Sur les conclusions aux fins d’annulation :
2. En premier lieu, aux termes de l’article L. 153-19 du code de l’urbanisme : « Le projet de plan local d’urbanisme arrêté est soumis à enquête publique réalisée conformément au chapitre III du titre II du livre Ier du code de l’environnement par le président de l’établissement public de coopération intercommunale ou le maire ». Aux termes de l’article L. 153-21 du code de l’urbanisme : « A l’issue de l’enquête, le plan local d’urbanisme, éventuellement modifié pour tenir compte des avis qui ont été joints au dossier, des observations du public et du rapport du commissaire ou de la commission d’enquête, est approuvé par : (…) 2° Le conseil municipal dans le cas prévu au 2° de l’article L. 153-8. »
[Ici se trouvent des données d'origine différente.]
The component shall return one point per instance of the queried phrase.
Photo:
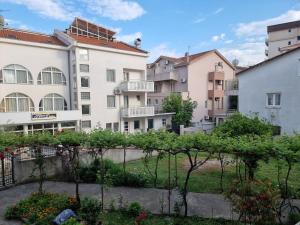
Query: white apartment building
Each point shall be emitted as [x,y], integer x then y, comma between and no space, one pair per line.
[207,78]
[270,90]
[78,79]
[282,38]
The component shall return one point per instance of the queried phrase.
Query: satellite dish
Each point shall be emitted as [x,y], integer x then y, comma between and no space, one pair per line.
[235,62]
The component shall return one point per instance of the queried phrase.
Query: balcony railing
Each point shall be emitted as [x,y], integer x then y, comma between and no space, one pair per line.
[137,86]
[137,111]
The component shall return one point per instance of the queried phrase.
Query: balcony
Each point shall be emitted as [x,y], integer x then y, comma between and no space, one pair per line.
[216,76]
[164,76]
[215,93]
[137,86]
[137,111]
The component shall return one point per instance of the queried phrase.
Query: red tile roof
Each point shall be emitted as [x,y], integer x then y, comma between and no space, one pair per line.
[106,43]
[23,35]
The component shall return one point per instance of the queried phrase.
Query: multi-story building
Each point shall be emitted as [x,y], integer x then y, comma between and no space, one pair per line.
[203,77]
[270,90]
[282,38]
[81,78]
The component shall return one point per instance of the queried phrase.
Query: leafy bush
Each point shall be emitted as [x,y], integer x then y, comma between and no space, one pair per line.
[90,210]
[113,174]
[256,201]
[40,208]
[134,209]
[71,221]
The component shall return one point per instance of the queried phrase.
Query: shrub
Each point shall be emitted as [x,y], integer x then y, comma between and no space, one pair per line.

3. Il est loisible à l’autorité compétente de modifier le plan local d’urbanisme après l’enquête publique sous réserve, d’une part, que ne soit pas remise en cause l’économie générale du projet et, d’autre part, que cette modification procède de l’enquête, ces deux conditions découlant de la finalité même de l’enquête publique. D’une part, doivent être regardées comme procédant de l’enquête les modifications destinées à tenir compte des réserves et recommandations du commissaire ou de la commission d’enquête, des observations du public et des avis émis par les autorités, collectivités et instances consultées et joints au dossier de l’enquête. D’autre part, l’atteinte à l’économie générale d’un plan local d’urbanisme peut résulter de changements qui, par leur nature ou leur ampleur, eu égard à leurs effets propres ou combinés, modifient substantiellement les possibilités de construction et d’usage du sol sur le territoire de la commune par rapport aux choix antérieurs.
4. En l’espèce, il ressort des pièces du dossier que la commune de […] a transmis au commissaire enquêteur, au cours de l’enquête publique, un courrier l’informant qu’elle entendait modifier son projet sur trois points, consistant, d’une part, à supprimer dans les articles 4 du règlement, pour les zones UA, UB et UL, l’obligation d’affecter 10% de la surface du terrain aux espaces verts communs dans les opérations groupées, d’autre part, à modifier deux dispositions règlementaires en zone UX relatives à la reconstruction des bâtiments sinistrés et à l’emprise au sol pour aligner ces règles sur celles de la zone UB et, enfin, à assouplir les règles de stationnement en zone UXe pour l’aménagement des constructions existantes. Il est, par ailleurs, constant que le projet finalement adopté reprend ces modifications qui ne figuraient pas dans le projet arrêté et soumis à enquête publique. Si ces modifications, compte tenu de leur caractère restreint, n’ont pas remis en cause l’économie générale du projet soumis à enquête et ont suscité un avis favorable du commissaire enquêteur, elles ne peuvent être regardées comme procédant de l’enquête publique dès lors qu’elles émanent uniquement de la commune, auteur du document d’urbanisme en litige. Les requérants sont ainsi fondés à soutenir que les dispositions précitées de l’article L. 153-21 du code de l’urbanisme ont été méconnues.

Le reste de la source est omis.